CAN OPPOSING COUNSEL SEARCH YOUR COMPUTER IN FEDERAL CASES? COULD BE
Under the 2006 amendments to F.R.C.P. 34(a), it is now possible in a civil case for a litigant to get access to an opponent's computer or a computer network to conduct their own search for electronic evidence if certain standards are met. See Nolan M. Goldberg, Is Your Data Wide Open to Your Opponent?, in the NLJ.
This is an interesting article, and it discusses case law and protective measures to insure that the computer search does not go too far or that protected or irrelevant information is not disclosed. One thing not mentioned that maybe should have been is whether a court authorized search of a computer should be governed by the Fourth Amendment. It is a private search if a private litigant is involved, but, if court approval for such a search is sought, is not the Fourth Amendment implicated because an arm of the government authorized it?

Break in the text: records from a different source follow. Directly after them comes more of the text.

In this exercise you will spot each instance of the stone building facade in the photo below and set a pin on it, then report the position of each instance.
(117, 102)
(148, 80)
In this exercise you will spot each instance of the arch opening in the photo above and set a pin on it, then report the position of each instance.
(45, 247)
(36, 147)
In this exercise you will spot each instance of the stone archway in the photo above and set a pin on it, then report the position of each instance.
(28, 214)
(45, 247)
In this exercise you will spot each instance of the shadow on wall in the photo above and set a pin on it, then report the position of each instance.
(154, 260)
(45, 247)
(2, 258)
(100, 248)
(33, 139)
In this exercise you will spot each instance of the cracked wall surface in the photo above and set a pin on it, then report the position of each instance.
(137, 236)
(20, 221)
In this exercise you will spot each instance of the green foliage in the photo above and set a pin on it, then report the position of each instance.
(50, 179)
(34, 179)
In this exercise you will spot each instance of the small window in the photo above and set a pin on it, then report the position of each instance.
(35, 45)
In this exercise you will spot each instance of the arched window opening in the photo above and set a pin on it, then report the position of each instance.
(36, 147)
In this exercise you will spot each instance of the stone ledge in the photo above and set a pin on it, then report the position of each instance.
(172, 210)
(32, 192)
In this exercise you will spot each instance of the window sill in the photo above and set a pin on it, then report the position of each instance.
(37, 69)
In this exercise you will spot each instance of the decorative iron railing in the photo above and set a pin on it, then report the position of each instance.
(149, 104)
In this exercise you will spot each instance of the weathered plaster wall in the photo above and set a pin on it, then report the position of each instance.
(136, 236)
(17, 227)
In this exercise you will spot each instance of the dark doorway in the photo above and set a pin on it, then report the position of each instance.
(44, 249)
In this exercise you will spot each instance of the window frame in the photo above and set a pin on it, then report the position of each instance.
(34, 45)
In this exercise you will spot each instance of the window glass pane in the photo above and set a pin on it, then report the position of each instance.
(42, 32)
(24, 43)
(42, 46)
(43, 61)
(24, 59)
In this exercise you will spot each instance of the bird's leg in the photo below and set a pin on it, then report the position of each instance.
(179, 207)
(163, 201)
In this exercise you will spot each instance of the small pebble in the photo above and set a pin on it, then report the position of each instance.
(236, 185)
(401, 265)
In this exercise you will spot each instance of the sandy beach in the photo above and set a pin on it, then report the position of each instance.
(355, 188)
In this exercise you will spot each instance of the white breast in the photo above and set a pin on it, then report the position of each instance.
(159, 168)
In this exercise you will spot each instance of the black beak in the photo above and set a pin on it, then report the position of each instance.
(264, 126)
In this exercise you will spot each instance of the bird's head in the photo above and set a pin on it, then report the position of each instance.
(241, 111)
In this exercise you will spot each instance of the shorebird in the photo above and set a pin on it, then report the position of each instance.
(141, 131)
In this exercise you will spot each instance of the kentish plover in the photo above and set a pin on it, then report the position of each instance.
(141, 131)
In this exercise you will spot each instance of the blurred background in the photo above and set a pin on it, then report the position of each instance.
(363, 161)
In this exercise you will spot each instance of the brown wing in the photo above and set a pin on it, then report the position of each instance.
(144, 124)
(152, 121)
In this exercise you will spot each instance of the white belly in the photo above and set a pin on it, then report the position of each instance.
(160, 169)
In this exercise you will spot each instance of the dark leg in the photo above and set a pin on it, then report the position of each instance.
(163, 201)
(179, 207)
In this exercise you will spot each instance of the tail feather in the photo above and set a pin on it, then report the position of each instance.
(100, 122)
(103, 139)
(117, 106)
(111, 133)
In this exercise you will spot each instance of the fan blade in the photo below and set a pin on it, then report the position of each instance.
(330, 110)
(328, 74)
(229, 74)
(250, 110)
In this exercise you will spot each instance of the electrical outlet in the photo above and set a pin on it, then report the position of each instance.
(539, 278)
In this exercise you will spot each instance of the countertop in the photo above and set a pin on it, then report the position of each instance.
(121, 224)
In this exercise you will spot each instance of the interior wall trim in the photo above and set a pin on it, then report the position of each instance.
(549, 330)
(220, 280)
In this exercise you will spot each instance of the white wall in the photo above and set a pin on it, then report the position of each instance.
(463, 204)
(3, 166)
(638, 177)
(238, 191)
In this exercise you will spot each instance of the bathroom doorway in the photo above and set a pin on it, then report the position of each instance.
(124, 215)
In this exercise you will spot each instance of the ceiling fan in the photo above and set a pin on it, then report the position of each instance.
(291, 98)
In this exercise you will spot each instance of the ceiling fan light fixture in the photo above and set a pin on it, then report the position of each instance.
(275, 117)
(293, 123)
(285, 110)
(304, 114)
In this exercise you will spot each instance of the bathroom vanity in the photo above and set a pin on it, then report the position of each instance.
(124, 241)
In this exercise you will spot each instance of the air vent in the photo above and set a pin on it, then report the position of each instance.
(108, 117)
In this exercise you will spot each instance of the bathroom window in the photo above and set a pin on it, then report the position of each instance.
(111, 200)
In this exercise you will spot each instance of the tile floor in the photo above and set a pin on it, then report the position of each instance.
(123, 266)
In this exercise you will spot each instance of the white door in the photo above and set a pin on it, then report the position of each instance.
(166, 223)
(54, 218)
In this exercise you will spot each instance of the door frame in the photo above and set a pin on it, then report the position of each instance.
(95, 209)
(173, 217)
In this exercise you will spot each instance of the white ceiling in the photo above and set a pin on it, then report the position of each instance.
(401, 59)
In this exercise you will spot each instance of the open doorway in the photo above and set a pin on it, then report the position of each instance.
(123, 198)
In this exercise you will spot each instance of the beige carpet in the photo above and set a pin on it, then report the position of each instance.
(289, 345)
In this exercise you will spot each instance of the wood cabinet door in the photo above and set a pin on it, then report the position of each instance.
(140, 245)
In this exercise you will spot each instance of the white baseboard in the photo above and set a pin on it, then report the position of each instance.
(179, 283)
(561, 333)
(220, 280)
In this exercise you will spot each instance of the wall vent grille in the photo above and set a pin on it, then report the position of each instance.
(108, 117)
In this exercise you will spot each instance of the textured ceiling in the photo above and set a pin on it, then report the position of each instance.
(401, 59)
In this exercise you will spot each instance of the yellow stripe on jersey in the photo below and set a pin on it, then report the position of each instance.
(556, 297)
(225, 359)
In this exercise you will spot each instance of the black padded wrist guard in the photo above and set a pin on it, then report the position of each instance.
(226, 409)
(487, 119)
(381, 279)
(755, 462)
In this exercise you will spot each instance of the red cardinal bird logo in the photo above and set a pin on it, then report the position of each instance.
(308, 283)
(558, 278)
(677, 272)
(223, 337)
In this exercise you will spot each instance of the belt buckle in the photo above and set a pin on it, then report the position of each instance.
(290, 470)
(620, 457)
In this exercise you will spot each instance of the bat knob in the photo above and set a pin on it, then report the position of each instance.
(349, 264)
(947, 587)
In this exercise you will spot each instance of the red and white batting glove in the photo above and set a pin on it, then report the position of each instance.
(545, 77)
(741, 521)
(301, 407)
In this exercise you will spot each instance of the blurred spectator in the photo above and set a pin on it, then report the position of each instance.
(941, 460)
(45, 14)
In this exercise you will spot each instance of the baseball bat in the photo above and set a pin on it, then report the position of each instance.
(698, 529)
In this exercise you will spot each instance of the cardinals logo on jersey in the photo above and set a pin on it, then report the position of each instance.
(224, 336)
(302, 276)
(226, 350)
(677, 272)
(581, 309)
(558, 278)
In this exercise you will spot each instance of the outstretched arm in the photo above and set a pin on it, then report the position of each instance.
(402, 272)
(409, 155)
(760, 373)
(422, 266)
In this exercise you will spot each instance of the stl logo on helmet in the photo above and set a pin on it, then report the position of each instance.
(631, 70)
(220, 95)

The standards mentioned in the case law would appear to satisfy at least an administrative search-type probable cause standard:
While the amendment to Fed. R. Civ. P. 34(a) was "not meant to create a routine right of direct access to a party's electronic information system" such access "might be justified in some circumstances." Fed. R. Civ. P. 34(a) Advisory Committee Note. The factors courts use to determine appropriate circumstances are:
• The specificity of the discovery request;
• The quantity of information available from other and more easily accessed sources;
• The failure to produce relevant information that seems likely to have existed but is no longer available on more easily accessed sources;
• The likelihood of finding relevant, responsive information that cannot be obtained from other, more easily accessed sources;
• Predictions as to the importance and usefulness of the information;
• The importance of the issues at stake in the litigation.
• The parties' resources.
Ameriwood Indus. Inc. v. Liberman, No. 4:06CV524-DJS, 2006 WL 3825291, at *4 (E.D. Mo. Dec. 27, 2006), citing Fed. R. Civ. P. 26(b)(2) Advisory Committee Note.
In practice, these factors have been found to favor an inspection when there was a showing of discovery irregularities, such as document deletion. See, e.g., Ameriwood, Id. at *5 (finding "specific evidence establishing that the defendants had not produced all responsive documents from their computers").